10. Conclusion: Validity of Tofranil Use in Clinical Practice
The risk-benefit profile of Tofranil supports its continued role in contemporary psychopharmacology, particularly for treatment-resistant conditions and specific indications like enuresis and neuropathic pain. While newer antidepressants offer improved safety margins, Tofranil retains unique therapeutic advantages in selected clinical scenarios. The validity of Tofranil use persists when prescribed by knowledgeable clinicians who appreciate its complex pharmacology and monitoring requirements.
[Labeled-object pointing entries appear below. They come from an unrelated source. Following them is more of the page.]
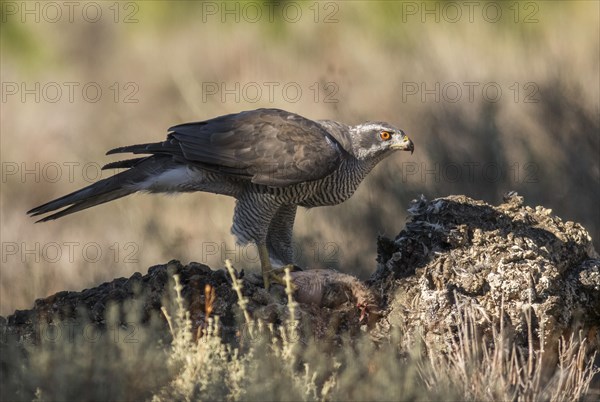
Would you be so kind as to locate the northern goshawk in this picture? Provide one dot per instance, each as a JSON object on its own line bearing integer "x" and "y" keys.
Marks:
{"x": 270, "y": 160}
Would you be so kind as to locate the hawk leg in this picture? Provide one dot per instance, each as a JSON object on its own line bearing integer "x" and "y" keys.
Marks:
{"x": 265, "y": 264}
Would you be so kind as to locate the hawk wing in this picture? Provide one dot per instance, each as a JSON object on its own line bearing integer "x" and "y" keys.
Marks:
{"x": 270, "y": 146}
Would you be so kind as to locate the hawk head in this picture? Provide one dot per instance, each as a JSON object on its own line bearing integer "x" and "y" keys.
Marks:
{"x": 376, "y": 140}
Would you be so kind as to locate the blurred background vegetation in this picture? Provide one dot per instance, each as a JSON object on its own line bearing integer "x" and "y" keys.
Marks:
{"x": 497, "y": 96}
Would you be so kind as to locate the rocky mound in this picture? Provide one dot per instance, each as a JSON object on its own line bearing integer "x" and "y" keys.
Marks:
{"x": 510, "y": 263}
{"x": 503, "y": 261}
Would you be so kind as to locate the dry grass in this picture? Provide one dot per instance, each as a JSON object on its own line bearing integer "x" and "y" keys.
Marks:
{"x": 280, "y": 364}
{"x": 369, "y": 53}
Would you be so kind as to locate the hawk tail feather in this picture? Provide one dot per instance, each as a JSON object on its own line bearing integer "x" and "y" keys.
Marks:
{"x": 105, "y": 190}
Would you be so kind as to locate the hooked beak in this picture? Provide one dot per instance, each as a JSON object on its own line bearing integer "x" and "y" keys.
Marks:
{"x": 405, "y": 145}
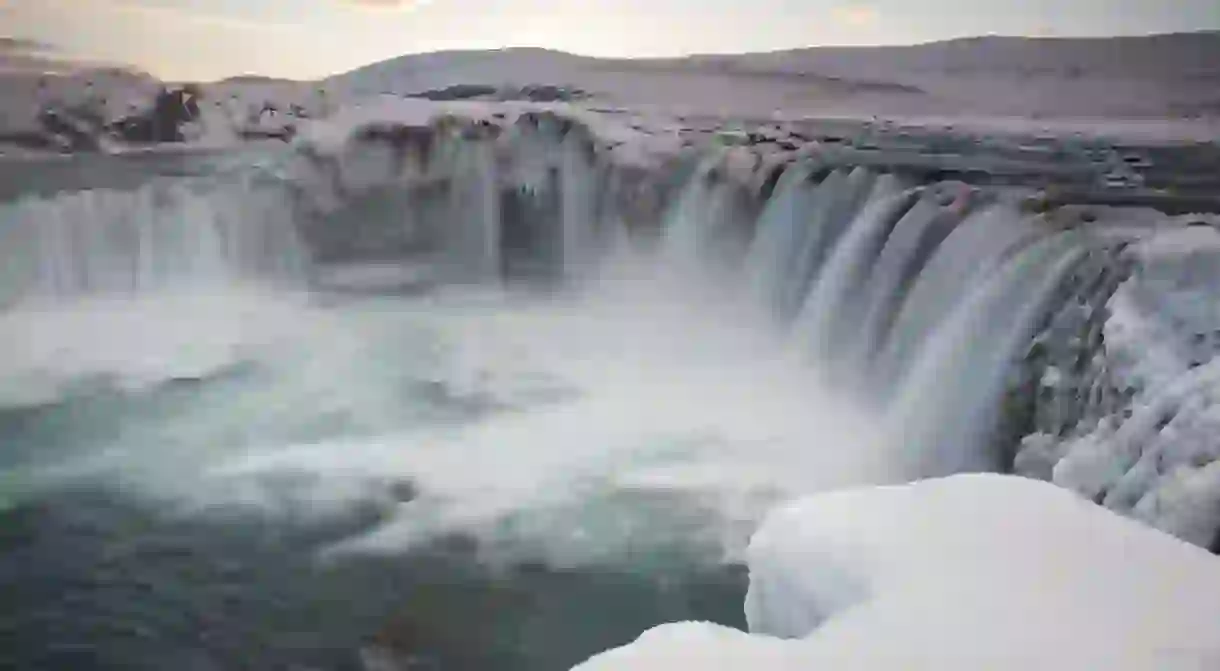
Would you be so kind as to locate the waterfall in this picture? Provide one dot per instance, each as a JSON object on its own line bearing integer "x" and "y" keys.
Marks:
{"x": 473, "y": 212}
{"x": 976, "y": 245}
{"x": 780, "y": 227}
{"x": 162, "y": 236}
{"x": 947, "y": 404}
{"x": 578, "y": 201}
{"x": 833, "y": 308}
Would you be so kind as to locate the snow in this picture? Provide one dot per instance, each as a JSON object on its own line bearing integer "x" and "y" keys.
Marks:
{"x": 965, "y": 572}
{"x": 1157, "y": 456}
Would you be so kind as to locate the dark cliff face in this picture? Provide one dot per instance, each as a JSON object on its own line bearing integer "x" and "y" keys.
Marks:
{"x": 164, "y": 121}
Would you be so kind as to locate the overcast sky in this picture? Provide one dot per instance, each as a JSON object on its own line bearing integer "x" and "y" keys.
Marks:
{"x": 209, "y": 39}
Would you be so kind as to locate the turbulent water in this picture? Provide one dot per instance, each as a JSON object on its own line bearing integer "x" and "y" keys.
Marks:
{"x": 239, "y": 433}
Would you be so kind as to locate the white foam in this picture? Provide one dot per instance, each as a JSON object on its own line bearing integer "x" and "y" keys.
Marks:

I had this patient, Miriam, 68-year-old retired teacher with treatment-resistant depression who’d failed six adequate antidepressant trials. Her daughter brought her in basically as a last resort before considering ECT. We started imipramine at 25 mg hs, and I’ll be honest - the first two weeks were rough. Significant orthostasis, dry mouth so bad she carried water everywhere, and some confusion in the mornings. My resident wanted to discontinue, argued we were causing more harm than good in an elderly patient. But something about her affect - the crushing anhedonia seemed slightly less intense even with the side effects. We pushed through with aggressive management of the anticholinergic symptoms - pilocarpine for the dry mouth, scheduled fluids and compression stockings for the orthostasis. By week 6 at 125 mg, she came in and actually smiled - first genuine affect I’d seen in the 4 months I’d been following her. She said “I’m reading books again, doctor. I forgot what that felt like.” We did serial ECGs, monitored levels, had her daughter help with medication organization. Eighteen months later, she’s maintained on 100 mg, gardening again, traveling to see grandchildren. Not perfect - still needs artificial tears and watches salt intake - but functional. That case taught me that sometimes these old drugs earned their reputation for a reason, even if they’re fussier to manage. The key is knowing which patient has the specific biology that might respond and being willing to manage the side effect profile aggressively. We recently tried to taper her to zero, but at 25 mg the anhedonia and morning dread started creeping back, so we settled on 75 mg maintenance. Sometimes the goal isn’t medication-free, it’s life-functional. Her daughter sent me a card last Christmas with a photo of Miriam with her great-grandchild - “Thank you for giving us back our mother.” That’s why we still keep Tofranil in the arsenal.